Lately, I was thinking a lot about enabling webapp users to edit rich text easily while staying secure and injection-free.  Until recently, I would just use trane-bb module of CL-Trane, and make users type BBCode inside a textarea, since many users are familiar with it, and I’d be able to easily convert their BB to safe HTML.  However, all JavaScript WYSIWYG editors provide HTML code, which is not that surprising.  I googled around and read a bit on all the issues related with BBCode, Textile and other markup languages, and came to agree with John Atwood (Is HTML a Humane Markup Language?) on HTML being the actually friendly, single markup language.  I was pleasantly surprised to see Bese‘s fork of Franz‘s phtml actually support HTML sanitizing, and (having contributed quite a bit to Bese a few years ago) not surprised at all that this feature is not actually described or documented anywhere.  So, if you’re worried about accepting HTML (and if you’ve decided to accept HTML from users, you should be worried!), check this out:

darcs get http://common-lisp.net/project/bese/repos/parse-html/

2 thoughts on “Lisp HTML sanitizer

  1. I’ve blocked out most of this weekend to think about how to sanitize any and all inputs into a webapp I’m working on. (My first lisp app). But in my case, I’m not providing text areas to anyone, it is just figuring out the most efficient way to run whitelist checks on everything. I don’t think it is any easier than dealing with a textarea because you can always have some malicious type try to post stuff.

  2. Yes, that’s big pain – anyone can post just about anything, and it’s my problem how to handle it. This time, I have to allow basic formatting, so I have to parse HTML to disallow injections, XSS, and so on; for simpler cases, I usually just use regexps.

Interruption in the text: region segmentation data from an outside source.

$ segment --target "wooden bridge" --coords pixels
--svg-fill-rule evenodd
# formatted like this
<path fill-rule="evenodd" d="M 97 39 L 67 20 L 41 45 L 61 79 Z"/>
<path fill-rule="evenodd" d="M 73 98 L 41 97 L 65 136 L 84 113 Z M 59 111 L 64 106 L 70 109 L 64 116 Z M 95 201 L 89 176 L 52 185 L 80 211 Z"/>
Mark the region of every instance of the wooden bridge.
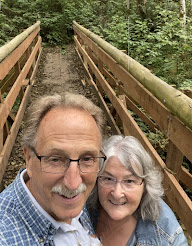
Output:
<path fill-rule="evenodd" d="M 182 188 L 192 190 L 192 174 L 182 165 L 184 159 L 192 163 L 192 99 L 78 23 L 73 22 L 73 29 L 76 51 L 88 75 L 84 86 L 94 90 L 113 133 L 138 138 L 161 167 L 166 201 L 192 236 L 192 201 Z M 41 51 L 40 22 L 0 48 L 0 182 Z M 13 113 L 15 105 L 19 106 Z M 141 120 L 167 139 L 164 160 L 140 129 Z"/>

    If a whitelist is all you need, you have a few ways: you can use simple list of strings, if there are just a few possible values; if there are more values, you can use a hash table. Sometimes I like to use packages instead of a hash table – you create a new package, that doesn’t use any other (including CL), use INTERN or READ to put symbols in the package, and FIND-SYMBOL to check if symbol exists. And if there are many possible values, or the check is complicated, I’d use database anyway, so I’d leave consistency checking there.